Como lectores contemporáneos, no solemos acudir al humor para aprender. Tampoco esperamos que un chiste provoque un avance en nuestra comprensión de la naturaleza humana o del mundo; no lo cargamos de valor moral o didáctico y, de hecho, muchos rechazan esa asociación. Es frecuente escuchar que el humor está en peligro por culpa de una moral censora y puritana: los cómicos, dicen, ya no pueden bromear sin ser señalados, ya no se puede hacer chistes de todo. Más allá del miedo que alimenta este discurso reaccionario, lo interesante es la creencia de que el humor pueda existir en estado puro, libre de responsabilidad, como si fuera posible una risa despojada de todo vínculo social o político. Reflexionar sobre el humor satírico resulta relevante precisamente porque obliga a pensar en la risa como fenómeno inseparable de lo político, desactivando la cómoda dicotomía entre libertad humorística y censura «woke».

Conviene cerrar con un salto hasta 2016, cuando fue precisamente una sátira la que obtuvo el prestigioso premio Booker. El vendido, una novela corrosiva y explosiva del estadounidense Paul Beatty, utilizaba los recursos del género satírico para denunciar con furia irreverente el racismo sistémico en Estados Unidos. El galardón le dio reconocimiento internacional, aunque a él lo incomodó que la obra fuese etiquetada como sátira. En más de una entrevista negó tal definición, pues desconfiaba del alivio que los lectores parecían sentir al considerarla humorística. Llamarla comedia era, para Beatty, restarle seriedad a una denuncia brutal de la violencia policial, del racismo estructural y de la complicidad inadvertida de la sociedad. Sospechaba que la risa podía convertirse en un acto despreocupado si no iba acompañada de conciencia política. Aceptar la etiqueta de sátira significaba, a su juicio, aceptar una despolitización de su novela: no porque el género fuese ineficaz en lo moral, sino porque para muchos lectores humor y gravedad parecían excluyentes. Si un texto hacía gracia, no podía ser tan serio.

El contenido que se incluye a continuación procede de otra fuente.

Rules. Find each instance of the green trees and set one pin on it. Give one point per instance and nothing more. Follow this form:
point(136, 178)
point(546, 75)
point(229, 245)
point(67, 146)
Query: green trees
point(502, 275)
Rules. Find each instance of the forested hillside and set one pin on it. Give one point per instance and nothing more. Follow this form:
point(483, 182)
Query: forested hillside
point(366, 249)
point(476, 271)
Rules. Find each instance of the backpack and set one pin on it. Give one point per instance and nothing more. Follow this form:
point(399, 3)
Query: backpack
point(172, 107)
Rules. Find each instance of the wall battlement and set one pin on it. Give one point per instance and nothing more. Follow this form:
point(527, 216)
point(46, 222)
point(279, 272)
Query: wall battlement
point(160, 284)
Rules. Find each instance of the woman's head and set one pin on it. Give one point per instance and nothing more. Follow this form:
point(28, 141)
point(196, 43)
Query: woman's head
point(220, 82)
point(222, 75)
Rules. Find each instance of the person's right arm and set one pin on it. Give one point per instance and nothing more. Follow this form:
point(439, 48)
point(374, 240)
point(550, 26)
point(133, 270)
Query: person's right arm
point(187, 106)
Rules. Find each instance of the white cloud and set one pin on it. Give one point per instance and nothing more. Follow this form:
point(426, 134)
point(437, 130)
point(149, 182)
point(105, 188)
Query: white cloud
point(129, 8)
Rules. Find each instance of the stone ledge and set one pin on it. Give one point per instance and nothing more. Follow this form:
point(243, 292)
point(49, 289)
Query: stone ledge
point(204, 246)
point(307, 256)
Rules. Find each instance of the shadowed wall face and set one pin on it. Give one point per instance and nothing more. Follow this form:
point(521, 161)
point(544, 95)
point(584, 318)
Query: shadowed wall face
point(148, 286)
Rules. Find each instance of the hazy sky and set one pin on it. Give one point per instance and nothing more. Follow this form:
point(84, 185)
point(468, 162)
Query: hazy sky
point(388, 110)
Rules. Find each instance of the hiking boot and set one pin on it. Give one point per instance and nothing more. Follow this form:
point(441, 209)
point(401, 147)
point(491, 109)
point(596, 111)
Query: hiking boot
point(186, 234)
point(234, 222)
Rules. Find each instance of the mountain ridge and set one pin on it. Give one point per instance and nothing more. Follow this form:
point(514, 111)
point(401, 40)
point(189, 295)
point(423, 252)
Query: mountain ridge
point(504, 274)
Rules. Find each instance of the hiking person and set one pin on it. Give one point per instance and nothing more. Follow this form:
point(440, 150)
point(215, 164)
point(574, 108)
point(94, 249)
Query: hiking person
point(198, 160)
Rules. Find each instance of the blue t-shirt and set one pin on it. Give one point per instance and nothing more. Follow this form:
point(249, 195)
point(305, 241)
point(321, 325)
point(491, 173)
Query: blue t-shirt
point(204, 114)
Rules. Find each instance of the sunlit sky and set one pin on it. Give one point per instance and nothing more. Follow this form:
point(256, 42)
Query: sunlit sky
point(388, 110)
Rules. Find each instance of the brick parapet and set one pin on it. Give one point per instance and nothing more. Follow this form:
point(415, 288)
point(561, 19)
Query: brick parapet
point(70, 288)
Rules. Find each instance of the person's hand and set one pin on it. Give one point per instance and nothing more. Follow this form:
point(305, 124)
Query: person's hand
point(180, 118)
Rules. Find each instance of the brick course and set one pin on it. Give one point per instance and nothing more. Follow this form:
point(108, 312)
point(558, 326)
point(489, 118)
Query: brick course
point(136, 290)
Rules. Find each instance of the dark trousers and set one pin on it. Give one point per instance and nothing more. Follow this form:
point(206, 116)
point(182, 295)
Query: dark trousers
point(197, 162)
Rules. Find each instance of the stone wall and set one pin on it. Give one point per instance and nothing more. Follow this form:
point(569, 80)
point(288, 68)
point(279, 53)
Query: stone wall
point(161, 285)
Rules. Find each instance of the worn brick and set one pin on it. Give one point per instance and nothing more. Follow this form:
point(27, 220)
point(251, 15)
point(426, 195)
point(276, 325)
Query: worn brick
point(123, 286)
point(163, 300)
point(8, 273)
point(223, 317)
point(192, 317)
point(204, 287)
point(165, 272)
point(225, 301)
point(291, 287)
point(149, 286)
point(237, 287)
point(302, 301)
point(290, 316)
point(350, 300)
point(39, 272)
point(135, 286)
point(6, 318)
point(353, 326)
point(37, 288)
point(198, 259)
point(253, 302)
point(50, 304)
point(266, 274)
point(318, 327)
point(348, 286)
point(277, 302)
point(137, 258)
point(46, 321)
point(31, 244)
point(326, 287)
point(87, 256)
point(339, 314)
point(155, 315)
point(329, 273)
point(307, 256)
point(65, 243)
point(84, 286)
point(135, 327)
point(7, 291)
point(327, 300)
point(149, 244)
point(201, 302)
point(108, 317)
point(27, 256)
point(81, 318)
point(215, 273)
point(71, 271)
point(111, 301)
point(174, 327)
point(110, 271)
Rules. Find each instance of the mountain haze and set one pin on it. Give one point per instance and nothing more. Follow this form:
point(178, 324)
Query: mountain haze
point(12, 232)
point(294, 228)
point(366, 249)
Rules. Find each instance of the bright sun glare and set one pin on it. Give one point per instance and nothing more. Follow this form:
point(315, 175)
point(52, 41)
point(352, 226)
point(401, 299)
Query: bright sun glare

La incomodidad de Beatty con su percepción como autor satírico nos conduce a la severidad de Gulliver al proclamar que no desea divertirnos. ¿En qué momento se convierte el humor en algo incómodo para quien lo ejerce? ¿Debe insistir el autor, a través de su personaje, en que no riamos, precisamente para suscitar una carcajada incómoda y prohibida, una que nos revuelva y tense? Cuando reímos, ¿pensamos en el motivo de nuestra risa? Parte del devenir histórico de la sátira parece residir en la incomodidad del género consigo mismo, en la tentación insalvable de satirizar su propio espíritu satírico. Algo semejante acontece hacia el final de El vendido, cuando un cómico negro entretiene a un público también mayoritariamente negro con un humor tan mordaz como el de la propia novela. Cuando una pareja blanca entra en el club y se ríe a carcajadas, ignorando la dimensión crítica de sus chistes, él reacciona con furia y exclama: «¿De qué coño os estáis riendo, hijos de puta? ¡Salid de aquí, joder!». El peligro que siempre acecha a la sátira parece ser que su humor se tome con excesiva ligereza. Y de ese miedo, su autor no puede sino burlarse, aunque sea negándonos la risa.